褐色肌のイケメンニセ宝石商こと、ナンパエロ詐欺師アシールを連れて自室に戻る。(どうでもいいがアシールの肩書が大混雑だ……。)
部屋では冥王がラミ少年の子守りでもしている――かと思いきや冥王の姿がない。
ラミ少年はというとおとなしく、ナシェルの部屋の中央の椅子にちんまりと腰かけていた。
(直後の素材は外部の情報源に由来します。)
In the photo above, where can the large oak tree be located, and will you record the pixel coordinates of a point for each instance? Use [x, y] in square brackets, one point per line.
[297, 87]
ナシェルが驚いたのは少年の変貌ぶりだ。冥王にお風呂を使うことを許可されて入浴したのだろう、顔の汚れは落ち、不ぞろいの短髪にも櫛を入れて撫でつけてある。つぎはぎだらけの服を脱いでアシールの手持ちの中から(多少だぶついているが、)裾をしぼったズボンと胴衣を身に着け、頭頂にも黄金色の頭布を巻いている。体を洗い綺麗な衣装を着たラミ少年は、まるでもともとVIPルームの賓客だったかのようにその場に馴染んでいた。やはりナシェルが初見で思った通り彼は原石だったのだ。
「ラミ、すっかり見違えたではないか」
「は、はい、お風呂を使わせてもらって、服もありがとうございます」
「いや、服は詐欺師のだから気にするな。何か食べたか?」
「はい。あの、麦粥を運んでもらって」
「父上が注文したんだな。あれ、肝心の父上はどこだ……」
ラミが奥の寝室を指すので覗いてみると冥王が珍しく熟睡している。一瞬たぬき寝入りかとも思ったが大きな枕に巻きつくようにして本当に寝ている。ナシェルは首を傾げた。えっ少年を置いといてこのタイミングで寝る? わけがわからない。……しかしよく考えたら父はナシェルの睡眠中にカジノで稼いだり情報収集などもしていたのだ。合流してから恐らく寝ていない。限界か。仕方ない……、しばらくこのままにしておこう。